Omicidio su Facebook, il sospetto si è suicidato

Giunta al terzo giorno, la caccia di Steve Stephens è terminata. Il 37enne ha sparato contro se stesso dopo un breve inseguimento in Pennsylvania. La polizia di Cleveland (luogo della tragedia): avremmo preferito catturarlo vivo

L'uomo accusato di avere ucciso a colpi di pistola un 74enne nel giorno di Pasqua a Cleveland (Ohio) e di avere poi pubblicato su Facebook il video dell'omicidio si è suicidato. E' terminata così la ricerca - giunta al terzo giorno - di Steve Stephens, il sospetto 37enne. A dare la notizia su Twitter è stata la polizia della Pennsylvania, dove l'uomo ha sparato contro sé stesso dopo un breve inseguimento nella contea di Erie, a circa 160 chilometri dal luogo della tragedia. Ora si passerà alla sua identificazione formale, anche con test del Dna, e alla ricostruzione degli ultimi tre giorni.

Il commissario di polizia di Cleveland, Calvin Williams, ha spiegato in una conferenza stampa che "siamo grati" che la ricerca dell'omicida sia finita ma "avremmo preferito che non finisse così visto che ci sono tante domande a cui dare ancora risposta". Le autorità preferivano catturarlo vivo: "Avremmo voluto parlargli, capire cosa sia successo. Perché c'è tanta gente nelle sue condizioni". Proprio per questo Williams si è rivolto indirettamente a uno specifico gruppo di persone: "Se non vi sentite bene, se le cose nella vostra vita non vanno bene, se avete bisogno di aiuto, chiamate.

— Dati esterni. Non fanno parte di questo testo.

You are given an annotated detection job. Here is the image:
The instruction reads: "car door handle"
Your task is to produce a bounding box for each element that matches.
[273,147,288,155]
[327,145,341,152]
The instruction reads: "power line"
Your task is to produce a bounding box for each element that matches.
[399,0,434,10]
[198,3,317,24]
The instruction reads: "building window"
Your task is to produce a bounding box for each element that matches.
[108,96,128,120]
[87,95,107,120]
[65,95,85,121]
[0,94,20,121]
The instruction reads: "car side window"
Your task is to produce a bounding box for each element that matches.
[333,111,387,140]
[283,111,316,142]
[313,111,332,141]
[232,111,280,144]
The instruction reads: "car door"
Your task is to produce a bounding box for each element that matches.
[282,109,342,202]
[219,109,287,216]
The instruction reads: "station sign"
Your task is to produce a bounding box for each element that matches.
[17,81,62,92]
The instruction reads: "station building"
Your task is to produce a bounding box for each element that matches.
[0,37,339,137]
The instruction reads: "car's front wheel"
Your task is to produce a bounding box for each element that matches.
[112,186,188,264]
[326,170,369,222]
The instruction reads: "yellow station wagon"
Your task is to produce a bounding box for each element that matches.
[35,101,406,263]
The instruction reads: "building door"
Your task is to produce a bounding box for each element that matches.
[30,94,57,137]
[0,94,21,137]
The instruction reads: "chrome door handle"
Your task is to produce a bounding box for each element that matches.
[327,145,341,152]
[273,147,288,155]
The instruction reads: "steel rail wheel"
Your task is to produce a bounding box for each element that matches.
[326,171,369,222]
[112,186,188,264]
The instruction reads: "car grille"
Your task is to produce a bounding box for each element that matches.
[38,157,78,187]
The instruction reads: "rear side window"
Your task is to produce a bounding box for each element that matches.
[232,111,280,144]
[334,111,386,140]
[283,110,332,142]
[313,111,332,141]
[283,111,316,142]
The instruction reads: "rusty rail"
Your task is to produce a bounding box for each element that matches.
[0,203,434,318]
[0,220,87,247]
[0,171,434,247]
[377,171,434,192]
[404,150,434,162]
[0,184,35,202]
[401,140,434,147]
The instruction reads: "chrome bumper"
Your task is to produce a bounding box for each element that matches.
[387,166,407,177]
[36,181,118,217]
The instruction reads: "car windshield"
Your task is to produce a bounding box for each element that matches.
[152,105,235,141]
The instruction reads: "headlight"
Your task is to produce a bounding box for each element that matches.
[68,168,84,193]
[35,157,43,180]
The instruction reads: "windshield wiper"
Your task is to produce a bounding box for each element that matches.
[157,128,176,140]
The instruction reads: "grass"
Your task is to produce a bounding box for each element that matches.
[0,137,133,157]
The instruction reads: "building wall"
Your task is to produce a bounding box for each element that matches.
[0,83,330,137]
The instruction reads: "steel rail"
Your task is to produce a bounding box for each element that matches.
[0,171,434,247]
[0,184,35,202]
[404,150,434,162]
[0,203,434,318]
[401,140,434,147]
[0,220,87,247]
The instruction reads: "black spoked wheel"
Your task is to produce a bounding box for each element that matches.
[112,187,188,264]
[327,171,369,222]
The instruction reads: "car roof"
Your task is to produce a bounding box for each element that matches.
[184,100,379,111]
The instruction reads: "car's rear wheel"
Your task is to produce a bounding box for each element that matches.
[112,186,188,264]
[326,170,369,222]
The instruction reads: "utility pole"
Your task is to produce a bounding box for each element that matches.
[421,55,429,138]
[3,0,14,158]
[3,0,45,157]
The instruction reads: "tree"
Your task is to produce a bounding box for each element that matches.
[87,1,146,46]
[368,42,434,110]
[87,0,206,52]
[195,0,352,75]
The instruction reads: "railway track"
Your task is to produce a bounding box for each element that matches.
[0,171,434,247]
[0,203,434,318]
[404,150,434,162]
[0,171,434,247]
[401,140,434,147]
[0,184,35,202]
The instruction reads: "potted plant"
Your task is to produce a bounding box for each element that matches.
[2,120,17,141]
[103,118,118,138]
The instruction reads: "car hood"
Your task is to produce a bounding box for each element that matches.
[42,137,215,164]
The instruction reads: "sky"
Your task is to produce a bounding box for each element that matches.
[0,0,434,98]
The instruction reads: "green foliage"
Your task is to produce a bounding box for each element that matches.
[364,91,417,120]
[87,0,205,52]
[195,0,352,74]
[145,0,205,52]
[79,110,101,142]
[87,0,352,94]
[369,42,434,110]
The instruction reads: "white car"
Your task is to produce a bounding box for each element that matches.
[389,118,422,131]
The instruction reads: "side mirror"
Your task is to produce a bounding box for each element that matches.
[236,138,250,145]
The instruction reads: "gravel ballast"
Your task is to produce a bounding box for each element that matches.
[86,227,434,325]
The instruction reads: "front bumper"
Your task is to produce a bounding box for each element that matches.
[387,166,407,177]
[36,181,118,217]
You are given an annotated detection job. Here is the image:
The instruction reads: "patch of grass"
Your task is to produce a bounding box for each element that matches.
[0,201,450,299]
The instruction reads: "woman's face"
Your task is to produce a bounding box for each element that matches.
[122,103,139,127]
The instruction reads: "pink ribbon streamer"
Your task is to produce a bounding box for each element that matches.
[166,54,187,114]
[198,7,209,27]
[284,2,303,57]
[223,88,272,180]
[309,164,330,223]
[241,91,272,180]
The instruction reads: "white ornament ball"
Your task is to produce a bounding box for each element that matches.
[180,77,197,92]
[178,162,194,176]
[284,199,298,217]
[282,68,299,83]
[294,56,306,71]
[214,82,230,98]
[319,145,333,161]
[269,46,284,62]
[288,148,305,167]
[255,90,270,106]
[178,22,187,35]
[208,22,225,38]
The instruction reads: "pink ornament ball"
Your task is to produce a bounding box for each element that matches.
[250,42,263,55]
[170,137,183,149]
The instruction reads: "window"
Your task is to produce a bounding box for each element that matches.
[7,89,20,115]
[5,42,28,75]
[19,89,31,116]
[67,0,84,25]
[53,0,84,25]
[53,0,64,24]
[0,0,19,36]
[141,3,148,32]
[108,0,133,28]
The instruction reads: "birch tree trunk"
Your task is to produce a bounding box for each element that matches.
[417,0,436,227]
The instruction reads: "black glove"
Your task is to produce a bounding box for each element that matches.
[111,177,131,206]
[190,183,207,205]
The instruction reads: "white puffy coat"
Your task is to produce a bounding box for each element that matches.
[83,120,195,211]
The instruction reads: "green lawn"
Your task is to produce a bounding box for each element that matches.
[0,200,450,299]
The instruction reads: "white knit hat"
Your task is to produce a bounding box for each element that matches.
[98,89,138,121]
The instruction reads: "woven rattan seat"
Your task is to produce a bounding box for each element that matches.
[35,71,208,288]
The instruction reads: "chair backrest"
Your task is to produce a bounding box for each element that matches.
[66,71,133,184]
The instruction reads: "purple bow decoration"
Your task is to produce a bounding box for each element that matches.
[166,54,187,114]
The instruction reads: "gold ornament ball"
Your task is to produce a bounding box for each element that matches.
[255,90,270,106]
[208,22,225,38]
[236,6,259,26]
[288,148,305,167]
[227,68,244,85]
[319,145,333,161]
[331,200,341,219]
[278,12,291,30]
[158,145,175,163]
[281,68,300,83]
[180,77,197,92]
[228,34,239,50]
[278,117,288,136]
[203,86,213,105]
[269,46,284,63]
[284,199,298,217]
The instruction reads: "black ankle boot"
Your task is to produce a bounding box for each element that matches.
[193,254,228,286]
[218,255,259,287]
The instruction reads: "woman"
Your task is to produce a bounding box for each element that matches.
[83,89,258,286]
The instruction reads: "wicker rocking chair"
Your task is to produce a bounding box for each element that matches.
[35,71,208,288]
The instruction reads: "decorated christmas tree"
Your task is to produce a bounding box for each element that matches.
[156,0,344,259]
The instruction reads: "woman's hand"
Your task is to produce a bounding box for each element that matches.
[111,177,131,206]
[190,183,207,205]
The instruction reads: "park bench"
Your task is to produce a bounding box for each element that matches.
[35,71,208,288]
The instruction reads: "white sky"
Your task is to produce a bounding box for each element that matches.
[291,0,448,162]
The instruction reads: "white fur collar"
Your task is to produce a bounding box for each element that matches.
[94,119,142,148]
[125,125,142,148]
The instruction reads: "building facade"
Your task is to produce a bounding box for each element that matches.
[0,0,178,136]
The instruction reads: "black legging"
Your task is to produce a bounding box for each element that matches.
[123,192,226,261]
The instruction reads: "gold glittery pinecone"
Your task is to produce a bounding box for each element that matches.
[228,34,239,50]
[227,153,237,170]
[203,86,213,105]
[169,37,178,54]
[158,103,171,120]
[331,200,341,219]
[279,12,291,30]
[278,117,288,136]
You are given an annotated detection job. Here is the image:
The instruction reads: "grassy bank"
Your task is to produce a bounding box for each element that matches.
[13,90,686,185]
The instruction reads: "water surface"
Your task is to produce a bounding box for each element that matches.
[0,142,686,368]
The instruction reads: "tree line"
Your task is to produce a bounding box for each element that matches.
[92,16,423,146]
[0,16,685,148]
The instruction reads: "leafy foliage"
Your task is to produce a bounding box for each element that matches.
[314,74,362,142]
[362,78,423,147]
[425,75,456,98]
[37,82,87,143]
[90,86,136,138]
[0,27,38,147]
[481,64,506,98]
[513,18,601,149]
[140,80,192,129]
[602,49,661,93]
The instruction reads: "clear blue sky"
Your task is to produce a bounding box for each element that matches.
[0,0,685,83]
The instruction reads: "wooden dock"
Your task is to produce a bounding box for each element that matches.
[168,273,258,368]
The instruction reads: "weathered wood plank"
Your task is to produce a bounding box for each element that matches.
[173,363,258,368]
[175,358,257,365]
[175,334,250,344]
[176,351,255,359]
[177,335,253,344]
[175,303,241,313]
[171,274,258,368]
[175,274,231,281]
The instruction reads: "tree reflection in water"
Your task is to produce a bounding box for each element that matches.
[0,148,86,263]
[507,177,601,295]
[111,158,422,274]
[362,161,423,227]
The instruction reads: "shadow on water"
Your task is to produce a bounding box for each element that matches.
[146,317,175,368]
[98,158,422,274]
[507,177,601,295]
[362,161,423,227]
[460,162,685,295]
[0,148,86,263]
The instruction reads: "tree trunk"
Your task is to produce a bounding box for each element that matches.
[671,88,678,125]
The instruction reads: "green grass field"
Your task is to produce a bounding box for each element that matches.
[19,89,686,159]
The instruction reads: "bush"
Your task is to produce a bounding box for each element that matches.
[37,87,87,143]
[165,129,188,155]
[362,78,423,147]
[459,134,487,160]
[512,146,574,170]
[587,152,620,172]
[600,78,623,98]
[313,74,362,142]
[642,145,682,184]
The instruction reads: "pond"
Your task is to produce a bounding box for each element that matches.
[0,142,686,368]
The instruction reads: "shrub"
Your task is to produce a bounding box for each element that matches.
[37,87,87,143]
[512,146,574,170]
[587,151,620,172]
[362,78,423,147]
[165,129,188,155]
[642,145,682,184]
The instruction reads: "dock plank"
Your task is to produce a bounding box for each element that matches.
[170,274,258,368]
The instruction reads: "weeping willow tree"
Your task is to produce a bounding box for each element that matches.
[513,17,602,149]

Qualcuno vi assisterà". Perché tragedie come quella del giorno di Pasqua vanno appunto evitate.

Stando alla ricostruzione di quanto accaduto, alle 11 ora locale (le 17 in Italia), Stephens è stato visto e segnalato alla polizia della Pennsylvania: la sua Ford Fusion bianca era stata notata vicino a un parcheggio di un ristorante McDonald's. "La polizia lo ha avvicinato e lui si è ucciso", ha aggiunto Williams.

La ricerca di Stephens aveva raggiunto una scala "nazionale" e le forze dell'ordine avevano chiesto aiuto a tutta l'America: "Se pensate di averlo visto, se avete notato il suo veicolo, se credete di avere informazioni utili" per la sua cattura, "chiamate il 911" (il numero per le telefonate di emergenza). Nel frattempo erano salite le pressioni su Facebook, che aveva impiegato quasi tre ore prima di rimuovere dal social network il video dell'omicidio; il gruppo ha promesso una revisione del processo di gestioni di contenuti controversi. Il capo della polizia di Cleveland ha detto di "non avere avuto alcun rapporto diretto con i social media".

Mark Zuckerberg, il numero uno del gruppo di Menlo Park (California), durante la conferenza annuale degli sviluppatori, ha ammesso che il social network "ha ancora molto lavoro da fare". E ha promesso: "Continueremo a fare tutto quello che possiamo per prevenire tragedie come questa".

Da ieri veniva offerta una ricompensa si 50.000 dollari per chiunque avesse fornito informazioni utili. In una conferenza tenutasi prima della notizia del suicidio dell'omicida, il commissario di polizia di Clevelandaveva fornito una notizia incoraggiante: "Non abbiamo scoperto altre vittime, quindi siamo fiduciosi che non ce ne siano ma continuiamo a cercare". Il riferimento era a un altro video dello stesso Stephens in cui diceva a qualcuno con cui era al telefono di avere già ucciso 13 persone.

Lo stesso Williams aveva spiegato di avere ricevuto quasi 400 segnalazioni in arrivo da tutti gli Stati, "anche dal Texas". "Riceviamo chiamate da tutto il Paese", aveva spiegato precisando di "prenderle tutte seriamente in considerazione".

A chi aveva insinuato che l'inchiesta fosse in panne, Williams aveva risposto: "Queste cose possono richiedere due giorni, due settimane, due anni. Dipende dall'individuo in fuga, dal loro modo di pensare, dal fatto che ricevano o meno assistenza. Le persone in fuga come in questo caso, a un certo punto hanno bisogno di aiuto". Per la risoluzione del caso, non servirà cos" tanto visto che l'omicida ha scelto di togliersi la vita.